I'm trying to solve this problema but I don't know what else to do:
Let A be a nonzero symmetric 3x3 matrix. Thus, its entries satisfy $a(ij) = a(ji)$. Consider the function $f(x) = (1/2)(Ax)\cdot x$. What are the maxima and minima for $f$ on $B = {(a, b, c) | a^2 + b^2 +c^2 \leq 1}$? I have learned to find the gradient of both of these and use lagrange multipliers.
I find out that $\nabla f=A \cdot x$, and I define $g(x)=\| x \|^2$ so $\nabla g= 2 x $ where x is a vector in $\mathbb{R^3}$.
On
$$ f_{x_i} = \frac{1}{2} ( Ae_i\cdot x + Ax\cdot e_i ) =Ae_i\cdot x \Rightarrow \nabla f = Ax $$
Step 1 : What is critical point ? $$ \ast\ x\in {\rm Ker}\ (A) \ or\ x=0$$
Let $X=\{\lambda_i\}$ be a set of eigenvalues of $A$.
At $\ast$, $f(x)=0$.
Step 2 : As you define $g$, we consider the equation $$g(x)=1,\ \nabla f = c \nabla g $$
So $(A-2cI)x=0$. That is if $2c\in X$, $$ f(x)= \frac{1}{2} \lambda_i $$
So we have $$ {\rm min}\ X\cup \{0\}\leq 2f(x) \leq {\rm max}\ X\cup \{ 0\} $$
Note the restriction is the whole unit sphere (and not just the surface) $$B=\{(x,y,z)|x^2+y^2+z^2\leq1\}$$
This means that first you have to search all critical points inside the sphere, and then use Lagrange multipliers to find critical points on the surface of the sphere. Remember that, when you have all critical points, you have to find wich of them give max/min values of $f$, using the second derivatie criteria (the Hessian matrix).

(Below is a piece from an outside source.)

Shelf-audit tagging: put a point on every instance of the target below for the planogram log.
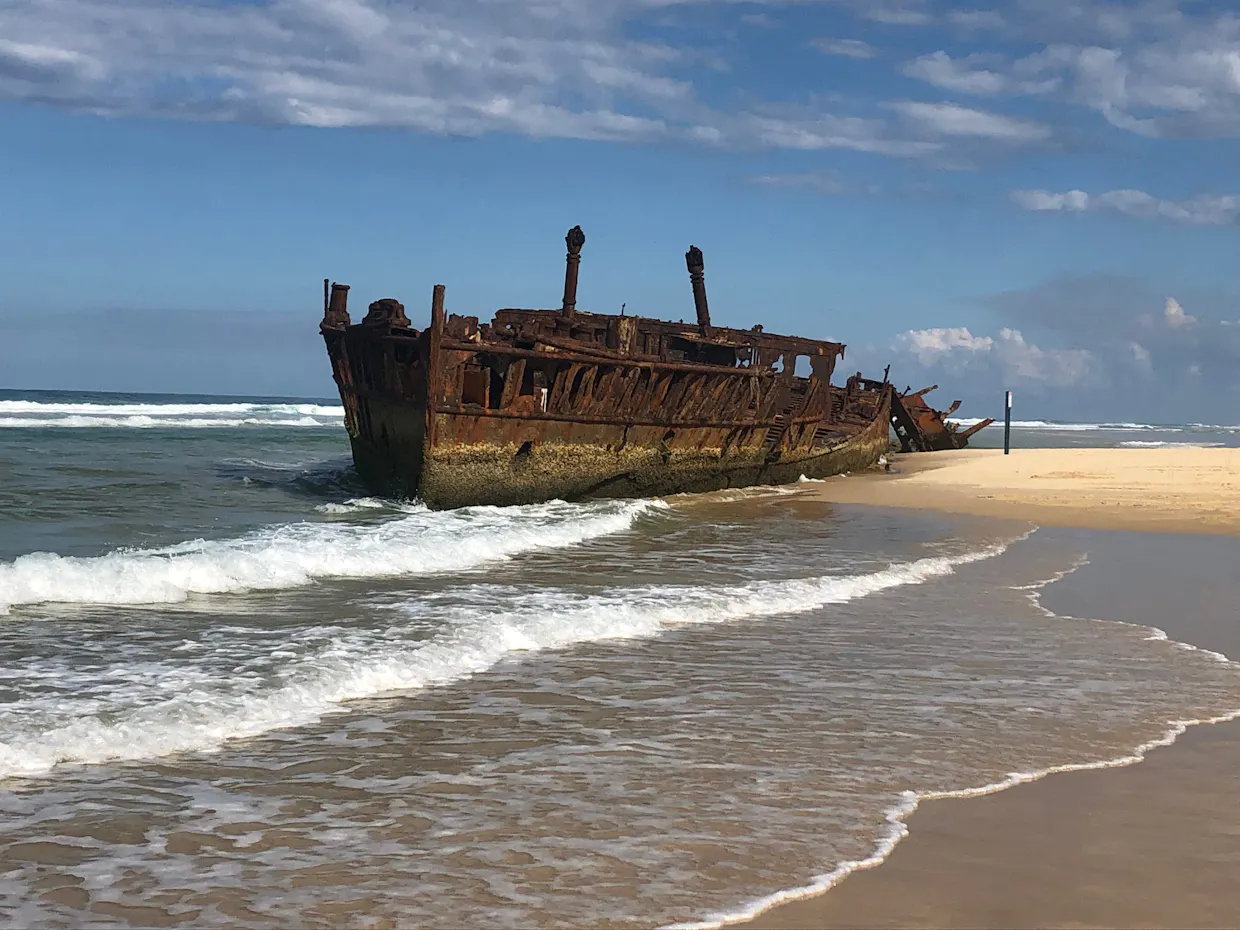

For the first part, take all critical points that satisfy $\nabla f(\vec{x})=\vec{0}$ and $\|\vec{x}\|<1$, and then find which of them give max/min values.
$$\begin{array}{rcl} \nabla f(\vec{x})&=&\vec{0}\\ A\vec{x}&=&\vec{0}\\ \end{array}$$
This is equivalent to finding the null space (or Kernel) of $A$. From this point, I can't go further without knowing $A$.
For the second part, use Lagrange multipliers on $$f(\vec{x})=\frac{1}{2}(A\vec{x})^T\vec{x}$$ $$g(\vec{x})=\|\vec{x}\|^2-1=0$$
Then $$\begin{array}{rcl} \nabla f(\vec{x})&=&\lambda\nabla g(\vec{x})\\ A\vec{x}&=&2\lambda\vec{x}\\ \end{array}$$ with $$\|\vec{x}\|=1$$
Using the substitution $\mu=2\lambda$, this expression is equivalent to finding the eigenvectors of $A$ (all the eigenvectors have unitary magnitude): $$A\vec{x}=\mu\vec{x}$$
Note that $A$ is real symmetric, so all its eigenvalues are real. But I can't go further without knowing $A$ (more than have a lot of symbolic expressions).